Despite all the competition, all it took the CBR 250R to gain an upper hand was a new paint scheme and an LED headlight. Well, there’s more beneath the surface, which we all know but miss out while discussing motorcycles on the social media.
You see, regardless of how fast the new Ducati V4 is or how fat of a tyre is on the Harley Davidson Fat-bob, people still care about versatility and Value for money. A bike can’t be one of those things it has to be both, relative to the competition, of course. No one wants a Supersport which only goes 130 km/h but causes 3 days worth of a backache. And if we look around the competition surrounding CBR 250R, immediately the mediocrity of the bike in all areas triumphs the one-sided strength of other motorcycles.
Dominar 400 is plagued by bad showroom service and awful Bajaj branding and Pulsar 200 RS has a love/hate design. The remaining TVS Apache with its 10 or 20 km/h more top speed than CBR 250R, loses because of this small gap. People think that it is too much of money to just go a little fast than 140 or 150 km/h. It is a speed at which you are never even going to travel for an extended period of time. Sure the Apache has the tech but it translates to "Not the kind of difference which can extract the price value of the bike from customers wallets". So the only fault of the TVS Apache RR 310 is that it’s GREAT but not AMAZING.

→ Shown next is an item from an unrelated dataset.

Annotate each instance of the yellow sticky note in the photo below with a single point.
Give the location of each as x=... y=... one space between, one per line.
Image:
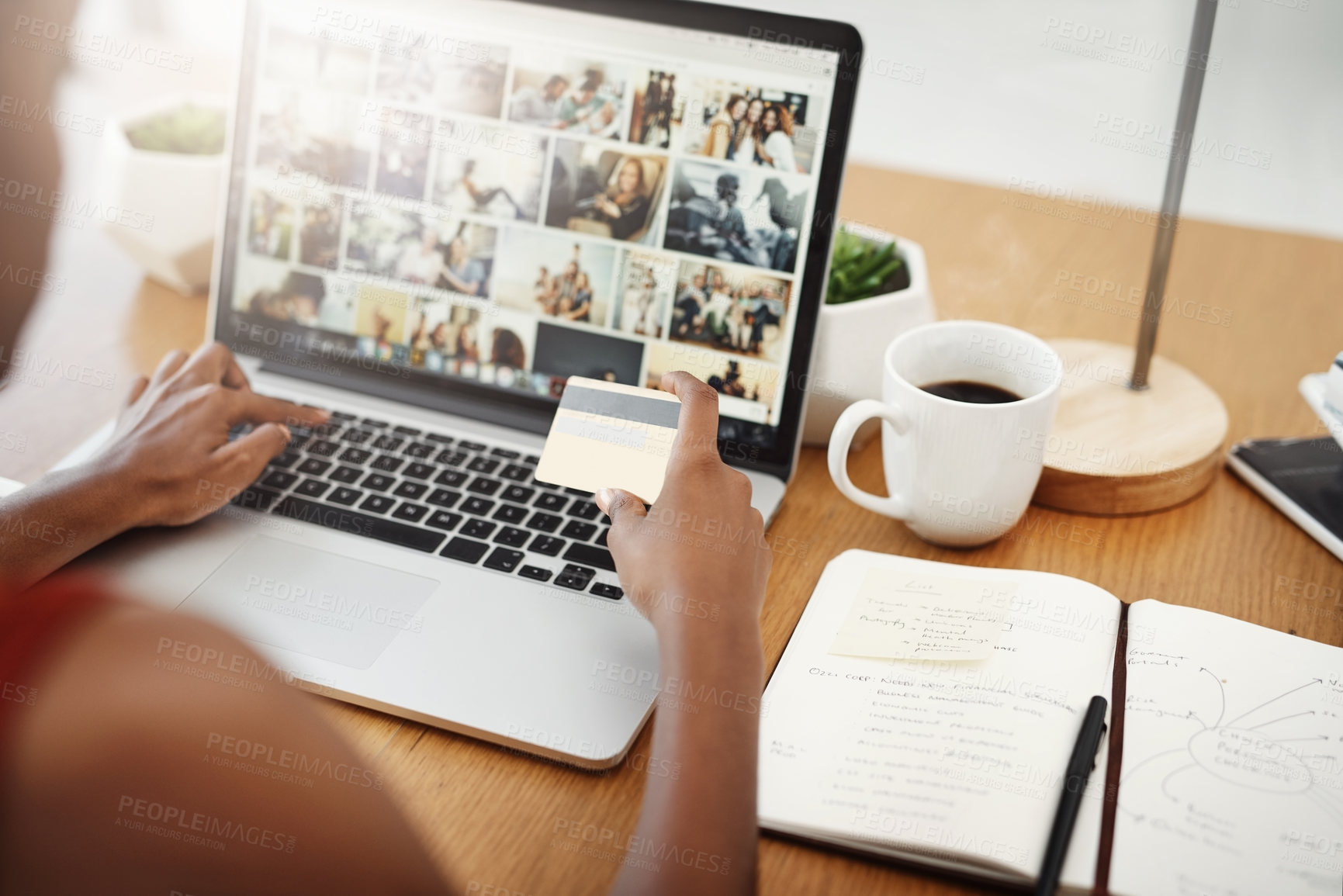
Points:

Honda CBR 250R offers a standard liquid cooled single cylinder engine which makes around 25 HP on a good day. It is fully faired with a good build quality that automatically puts it above several other motorcycles. And the last thing is that it's a Honda. This company sells close to 16.7 million two-wheelers around the world, while still being known in the market as a quality manufacturer. The sense of protection which shouts “Durability” and “Reliability” in the customer’s head does the rest of the trick. The simple fact is that after buying the motorcycle, the rider is set in every way, as the bike will last for decades and will depreciate slower than its counterparts. Now that’s the kind of assurance which sells motorcycles.